妊娠中のヘルペス(単純ヘルペスウイルス2型)治療と予防
症状
- 性器や膣内、内ももにできる小さな赤い水ぶくれや潰瘍(痛みがある場合とない場合がある)
- 性器部位のかゆみ、焼けるような痛み、刺すような感覚
- 膣分泌物の増加
- 発熱、筋肉痛、頭痛
- 排尿時の痛み
- 鼠径部のリンパ節腫脹
妊娠中に本人またはパートナーが上記の症状を感じたら、速やかに医師に相談してください。
新生児への感染
ヘルペスウイルスは、母親が発症中または発症直前に経膣分娩した場合、性器や大腿部の病変から新生児の皮膚(特に目・鼻・口などの敏感部位)へ移ります。

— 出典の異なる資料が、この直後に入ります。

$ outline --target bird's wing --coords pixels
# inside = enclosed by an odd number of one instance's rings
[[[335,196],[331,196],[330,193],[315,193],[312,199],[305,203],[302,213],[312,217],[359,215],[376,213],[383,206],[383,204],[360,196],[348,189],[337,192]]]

感染した新生児の約33%は、抗ウイルス薬で治療可能な皮膚病変を呈します。約90%は発育に問題はありませんが、再発することがあります。33%は中枢神経系に障害が生じ、別の33%は肝臓や肺などの臓器に広がる播種性ヘルペスとなり、致死的になることがあります。
予防と治療
- 妊娠36週以降にヘルペス感染が確認された場合、医師は出産時の発症を防ぐために抗ウイルス薬(例:アシクロビル)を投与します。
- 出産時に発症がある場合は、通常帝王切開が選択されます。
- 妊娠中は十分な休養、ストレス回避、健康管理が重要です。
- パートナーがヘルペス感染者で、本人が未感染の場合、発症期間中は肌と肌の接触を避け、妊娠中は常にコンドームを使用します。必要に応じてパートナーにも抗ウイルス薬が処方されます。
- 特に妊娠第3トリメスター(最終三ヶ月)での感染は出産直前のリスクが高くなるため、感染者との性交渉は控えることが推奨されます。